Is there a way I can train a binary accept/reject textcat model that finds relevant sentences (the relevant category that we are looking for is rare in the whole dataset)?
Could the model then propose accepts that I can pipe into ner.manual for more detailed annotation? I think, this way, I would be able to get more (relevant) annotations faster.

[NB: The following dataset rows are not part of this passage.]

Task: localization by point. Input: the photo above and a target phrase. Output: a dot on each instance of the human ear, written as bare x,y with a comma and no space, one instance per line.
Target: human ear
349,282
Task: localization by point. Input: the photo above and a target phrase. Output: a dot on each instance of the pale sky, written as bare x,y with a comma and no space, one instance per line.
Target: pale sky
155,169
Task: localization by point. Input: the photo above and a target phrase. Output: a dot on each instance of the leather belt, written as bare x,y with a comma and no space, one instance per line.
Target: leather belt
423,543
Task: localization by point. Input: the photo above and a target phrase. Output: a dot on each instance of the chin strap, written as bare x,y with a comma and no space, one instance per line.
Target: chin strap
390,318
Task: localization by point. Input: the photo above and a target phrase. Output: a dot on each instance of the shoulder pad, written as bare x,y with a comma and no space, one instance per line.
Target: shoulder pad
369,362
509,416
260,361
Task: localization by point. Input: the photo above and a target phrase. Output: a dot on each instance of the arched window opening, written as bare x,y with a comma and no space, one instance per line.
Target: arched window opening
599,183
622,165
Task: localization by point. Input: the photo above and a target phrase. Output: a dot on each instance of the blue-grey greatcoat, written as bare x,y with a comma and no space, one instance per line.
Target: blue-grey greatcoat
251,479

That's a nice idea and should be possible! Assuming you've trained your text classification model, you could write a custom recipe with a stream like this:
import spacy
from prodigy.components.loaders import JSONL
from prodigy.components.preprocess import add_tokens
# in your recipe:
nlp = spacy.load("./your_textcat_model")
def get_suggestions_from_textcat():
stream = JSONL(source)
for eg in stream:
doc = nlp(eg["text"])
# Use the doc.cats and their scores to decide whether
# you want to send out the example or not
if doc.cats["RELEVANT"] > 0.5:
yield eg
stream = get_suggestions_from_textcat()
# Add "tokens" to each example so it can be rendered in the
# "ner_manual" interface
stream = add_tokens(nlp, stream)
In the example above, it's just checking if the RELEVANT text category has a score of over 0.5. But depending on the text classifier you've trained, you could also come up with a more sophisticated logic here. In the annotation UI, you're now only going to see the texts you selected based on the text categories.